Manny is 36. His legs hurt. As long as he is with the Dodgers, he has to play defense, and that means more wear and tear on his lower extremities — as well as some brutal work with the glove out in left field. He could hurt himself at any moment. At his age, he could go south as a hitter, too, any day.
It makes no sense — none — for a National League team to tie itself to Manny for something like four years, which is what he and his agent, Scott Boras, want. Manny is a man of the moment, there here and now. Not the future. Certainly not the distant future, “distant” in this case being 2011 or beyond.
Oh, and to make sure Manny isn’t being taken advantage of, here are the terms of his contract, according to Dylan Hernandez of the Times:
The contract is worth $45 million over two years and includes a no-trade provision and an opt-out clause that the 36-year-old Ramirez can exercise at the end of the first year.
Ramirez’s salary this season is $25 million, with $15 million deferred without interest. If he declines the $20-million option for 2010, he will receive $5-million payments over the next three years. If he exercises the option, he will also receive $10 million in 2010, plus $8.33 million in each of the three years after that.
The $25-million salary makes him baseball’s second-highest-paid player behind Alex Rodriguez at $32 million. The Dodgers will pay for Ramirez to stay in a hotel suite when they’re on the road.
So, no, it’s not as if the Dodgers are taking advantage of the guy.
He has the right to tear up that contract after this season and go back out on the open market. And more power to him, if he can get that done. (Which probably requires a big rebound in the U.S. economy.)
The Dodgers then will have a chance to decide if they want to sign him again. And the market will decide. If we still are in recession, Manny may not have many suitors, same as last winter.
And remember, Manny may like playing here — and I believe he does — but he is a mercenary. It’s a business for him, as it is for all these guys. And should be. If he can get a bigger deal somewhere else, where he feels comfortable, etc. … he will do it. No matter how many Dodgers fans fawn over him this season.
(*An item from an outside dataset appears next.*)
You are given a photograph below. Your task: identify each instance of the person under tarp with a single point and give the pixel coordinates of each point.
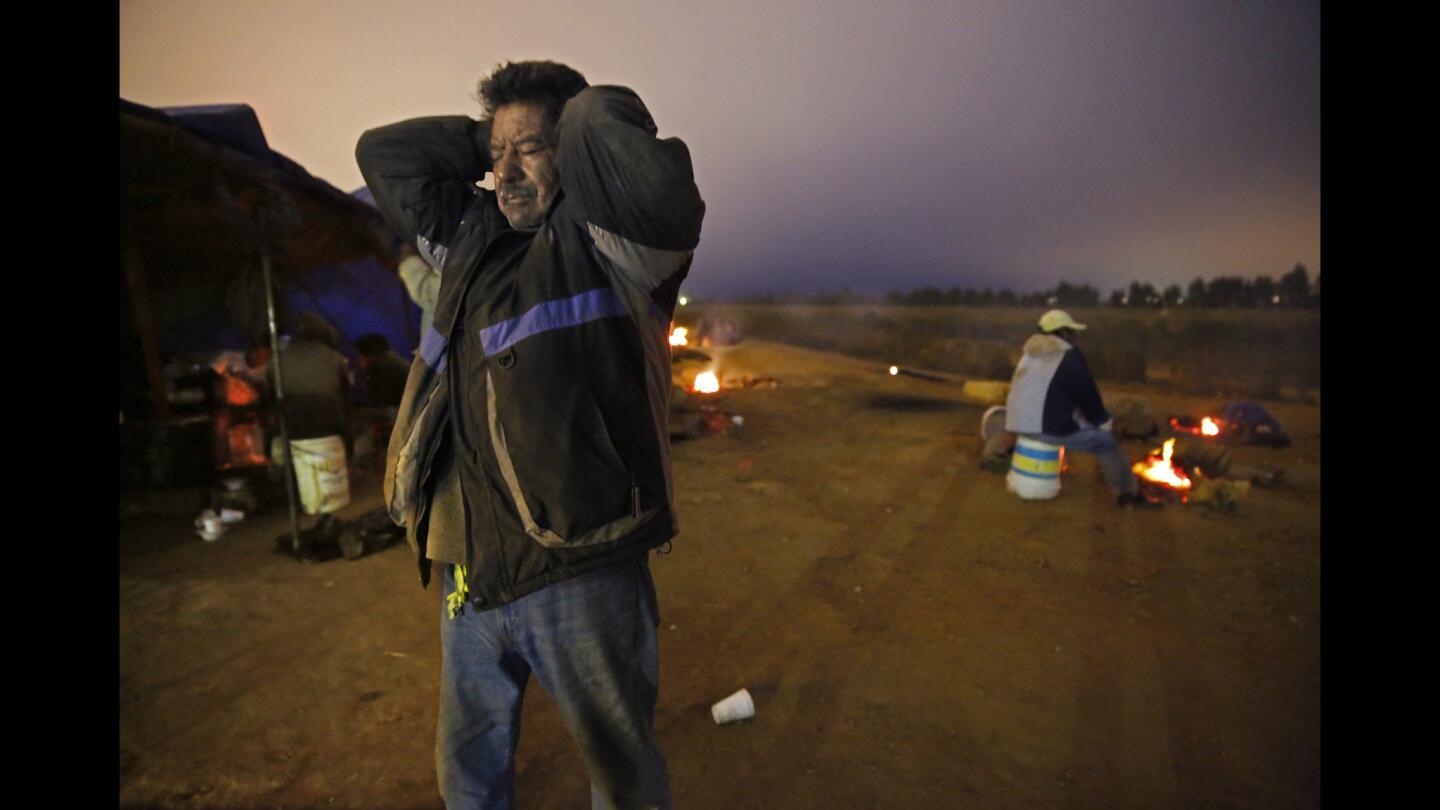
(318, 414)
The Dodgers have done the right thing: They have the guy on their roster, and they’re paying handsomely for him, but they aren’t tied to him for a length of time that might include the guy not being able to play. At all.
To suggest otherwise is just jarringly wrong-headed. I mean, I’ve written a lot of columns, and some days you just want to be provocative. But urging the Dodgers to sign an increasingly creaky 36-year-old goofball to a long-term deal? A horrible idea.
2 responses so far ↓
1 Eugene W. Fields // May 5, 2009 at 2:59 PM
Weren’t you the same person who said – when the Dodgers originally traded for him – that Manny would be a bust and a cancer in the locker room?
2 Dennis Pope // May 7, 2009 at 8:11 AM
Hindsight being 20/20, Manny is a cancer in the locker room, Eugene. Look at what he’s just done with his positive test for PEDs. He won’t be back now until sometime in July.